Friday 25 April 2014

DebateNI home of Northern Ireland politics

How to respond to Orangeman George Chittick's view Protestants should not learn Irish language? Faugh a Ballagh

George Chittick
George Chittick

What's the best way of responding to senior Belfast Orangeman George Chittick's view that Protestants should not learn the Irish language? Faugh a Ballagh.

That's the motto of the Royal Irish Regiment, previously that of the Royal Irish Fusiliers. Generations of Irishmen, north and south, have proudly served the Crown under this motto.

But, according to George Chittick, Protestants shouldn't learn the Irish language.

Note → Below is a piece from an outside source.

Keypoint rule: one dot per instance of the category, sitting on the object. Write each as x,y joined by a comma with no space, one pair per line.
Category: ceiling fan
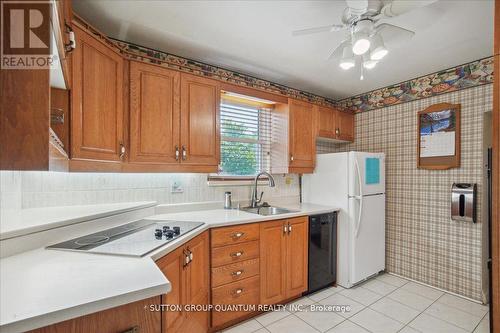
365,34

It's ironic that his stance echoes those hardline republicans who want to use the language as a political weapon.

The story of the Irish language, however, contradicts them both. We could point to the Protestant scholars of late 18th century Belfast who laid the foundations for modern study of the language. Or the first Unionist Convention in Belfast, meeting under the banner 'Erin go Bragh' ('Ireland forever').

Or the Irish-speaking services held by the Presbyterian Church in Ireland and the Church of Ireland. What is also striking is how utterly out-of-touch the comments were with contemporary Northern Ireland. Behind the comments was an assumption, also shared by hardline republicans, that Northern Ireland is an apartheid society.

The basis of this apartheid is taken to be politics, faith and culture. There is, we are told, the PUL (Protestant-Unionist-Loyalist) community and the CNR (Catholic-Nationalist-Republican) community – separate, distinct, different.

The problem is this view is nonsense. Northern Ireland is much more diverse than the proponents of cultural apartheid imagine. That is why an Irish language course can flourish in overwhelmingly Protestant east Belfast.

No, we in Northern Ireland are not two opposing tribes. This is not to suggest that there are no challenges facing us in terms of integration and reconciliation – of course there are. But it is a journey we have long-since started as a society, with deep roots in a past as shared as it is divided. And, if we are looking for a bit of inspiration as we think about the remaining challenges, maybe we should reflect on the Royal Irish motto: Faugh a Ballagh (clear the way)!